Stayed on Freedom is not a history of mass incarceration, and yet the history of Black Power is inseparable from the history of mass incarceration. Even before the carceral state metastasized to its current scale, policing and incarceration loomed large for Black Power activists—as ubiquitous foes, as stubborn opponents who could, nevertheless, at times be bested.

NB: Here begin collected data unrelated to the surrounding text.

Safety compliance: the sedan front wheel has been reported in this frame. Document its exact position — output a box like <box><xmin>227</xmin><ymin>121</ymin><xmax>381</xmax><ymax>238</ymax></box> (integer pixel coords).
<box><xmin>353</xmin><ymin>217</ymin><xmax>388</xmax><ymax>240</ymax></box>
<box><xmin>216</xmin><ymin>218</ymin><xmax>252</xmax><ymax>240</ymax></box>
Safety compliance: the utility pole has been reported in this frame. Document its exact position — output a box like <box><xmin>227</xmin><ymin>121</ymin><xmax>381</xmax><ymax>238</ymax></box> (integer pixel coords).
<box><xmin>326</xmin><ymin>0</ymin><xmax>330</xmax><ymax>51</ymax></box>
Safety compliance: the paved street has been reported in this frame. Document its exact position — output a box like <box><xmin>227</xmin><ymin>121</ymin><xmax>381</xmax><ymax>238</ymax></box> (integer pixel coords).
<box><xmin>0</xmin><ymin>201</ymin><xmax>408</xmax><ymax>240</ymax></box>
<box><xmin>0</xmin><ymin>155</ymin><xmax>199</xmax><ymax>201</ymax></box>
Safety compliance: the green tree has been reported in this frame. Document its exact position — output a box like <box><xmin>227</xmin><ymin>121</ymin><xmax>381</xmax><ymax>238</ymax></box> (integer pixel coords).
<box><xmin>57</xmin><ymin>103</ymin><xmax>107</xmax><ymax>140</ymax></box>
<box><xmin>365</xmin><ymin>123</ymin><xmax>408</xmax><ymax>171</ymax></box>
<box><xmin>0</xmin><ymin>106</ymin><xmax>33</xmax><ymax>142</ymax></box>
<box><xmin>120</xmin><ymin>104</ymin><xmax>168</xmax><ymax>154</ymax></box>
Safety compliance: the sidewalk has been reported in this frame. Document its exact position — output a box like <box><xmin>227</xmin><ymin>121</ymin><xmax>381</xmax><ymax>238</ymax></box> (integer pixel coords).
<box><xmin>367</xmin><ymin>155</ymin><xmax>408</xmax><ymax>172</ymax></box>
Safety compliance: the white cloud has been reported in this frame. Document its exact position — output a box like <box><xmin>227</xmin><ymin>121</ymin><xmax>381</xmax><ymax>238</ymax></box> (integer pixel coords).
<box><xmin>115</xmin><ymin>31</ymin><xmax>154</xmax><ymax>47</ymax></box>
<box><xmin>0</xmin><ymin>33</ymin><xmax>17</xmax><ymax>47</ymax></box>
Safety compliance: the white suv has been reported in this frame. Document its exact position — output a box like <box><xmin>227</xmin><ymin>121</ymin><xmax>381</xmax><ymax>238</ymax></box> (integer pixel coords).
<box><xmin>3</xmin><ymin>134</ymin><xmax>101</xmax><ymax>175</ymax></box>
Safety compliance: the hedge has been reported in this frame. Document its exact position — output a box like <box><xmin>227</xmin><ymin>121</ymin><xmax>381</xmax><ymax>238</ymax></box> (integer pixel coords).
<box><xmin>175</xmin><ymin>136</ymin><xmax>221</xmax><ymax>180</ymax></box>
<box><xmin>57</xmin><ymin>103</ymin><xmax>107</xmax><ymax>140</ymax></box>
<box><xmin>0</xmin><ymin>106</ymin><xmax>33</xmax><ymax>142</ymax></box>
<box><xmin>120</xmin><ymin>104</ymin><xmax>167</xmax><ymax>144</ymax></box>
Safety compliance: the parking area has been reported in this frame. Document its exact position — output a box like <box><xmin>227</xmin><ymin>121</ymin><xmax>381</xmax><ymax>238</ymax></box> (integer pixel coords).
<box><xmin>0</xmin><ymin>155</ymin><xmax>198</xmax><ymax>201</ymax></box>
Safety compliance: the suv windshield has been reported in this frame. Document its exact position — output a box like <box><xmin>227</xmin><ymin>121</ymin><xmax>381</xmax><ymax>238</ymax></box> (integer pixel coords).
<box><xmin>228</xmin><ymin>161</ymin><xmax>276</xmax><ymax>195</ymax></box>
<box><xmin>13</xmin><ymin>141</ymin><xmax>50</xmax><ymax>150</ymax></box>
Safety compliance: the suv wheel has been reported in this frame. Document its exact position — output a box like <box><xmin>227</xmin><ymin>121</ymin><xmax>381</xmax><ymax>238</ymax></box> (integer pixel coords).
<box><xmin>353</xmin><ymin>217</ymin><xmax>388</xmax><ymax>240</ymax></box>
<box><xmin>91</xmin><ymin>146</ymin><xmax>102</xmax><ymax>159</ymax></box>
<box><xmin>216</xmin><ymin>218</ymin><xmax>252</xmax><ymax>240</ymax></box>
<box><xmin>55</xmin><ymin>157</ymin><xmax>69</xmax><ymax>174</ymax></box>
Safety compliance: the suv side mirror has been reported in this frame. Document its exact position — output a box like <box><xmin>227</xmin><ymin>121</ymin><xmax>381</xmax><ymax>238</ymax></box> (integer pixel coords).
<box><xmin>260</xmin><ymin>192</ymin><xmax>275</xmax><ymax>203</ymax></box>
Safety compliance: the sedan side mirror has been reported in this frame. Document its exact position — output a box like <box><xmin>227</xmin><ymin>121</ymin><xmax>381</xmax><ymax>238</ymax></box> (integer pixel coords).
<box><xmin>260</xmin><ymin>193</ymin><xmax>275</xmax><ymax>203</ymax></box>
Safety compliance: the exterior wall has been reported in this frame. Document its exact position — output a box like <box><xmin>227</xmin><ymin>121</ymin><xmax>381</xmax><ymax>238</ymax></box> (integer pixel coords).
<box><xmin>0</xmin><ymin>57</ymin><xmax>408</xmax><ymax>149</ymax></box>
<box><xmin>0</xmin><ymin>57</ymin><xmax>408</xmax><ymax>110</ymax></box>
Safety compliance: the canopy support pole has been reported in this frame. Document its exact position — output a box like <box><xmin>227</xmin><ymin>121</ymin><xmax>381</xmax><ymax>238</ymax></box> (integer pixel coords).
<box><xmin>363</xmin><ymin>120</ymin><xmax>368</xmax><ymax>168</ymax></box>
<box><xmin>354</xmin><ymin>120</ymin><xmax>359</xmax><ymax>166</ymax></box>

The following excerpt from Stayed on Freedom provides two snippets into contesting mass incarceration at the moment of its creation. The first offers a glimpse into the two-and-a-half years (1969–72) Michael spent in prison for refusing induction into the U.S. military. The second recounts how Zoharah joined a fledgling national effort to combat government surveillance in the mid-1970s, at a time when cities were becoming subject to increasing—and increasingly aggressive—policing. These braided stories illuminate the tenacity with which Black Power activists resisted state violence. Whatever the differences are to our current carceral landscape, I hope the creative sparks of the past may still offer light to those following the same north star toward freedom.
Mike was sent to prison in 1969 as a conscientious objector for refusing to be drafted into the Vietnam War. In Allenwood federal penitentiary in Pennsylvania, which did not allow phone calls, Mike’s world seemed to be getting smaller. Mike wrote letters and received visits, but the men around him became his primary social life.
As he earned a reputation in the prison for his bravery, he sought to be heard for his morality. Don’t take my TV, he would advise people of their pre-prison antics. Go to the TV store and take all the TVs. As was true of the larger movement brewing among Black incarcerated people at the time, his was a message of solidarity, not legality. The pimps tried to maintain detachment, claiming they never harmed their own sisters. But it’s somebody’s sister, Mike replied.
During his first winter in prison, Mike wrote a play about Black history, which incorporated passages from notable figures such as Frederick Douglass and W. E. B. Du Bois. In recent years, Black educators and students around the country had transformed an early twentieth-century idea of “Negro History Week” into something called Black History Month. It didn’t yet have official buy-in, but students were using it as an organizing opportunity. Inspired by the idea, Mike hoped his play could educate folks incarcerated in Allenwood about the Black radical tradition. He had never fancied himself a writer. But the prison was full of outcast autodidacts who had learned to play guitar, write poetry, file lawsuits, or carve wood. Why couldn’t he try his hand at being a playwright?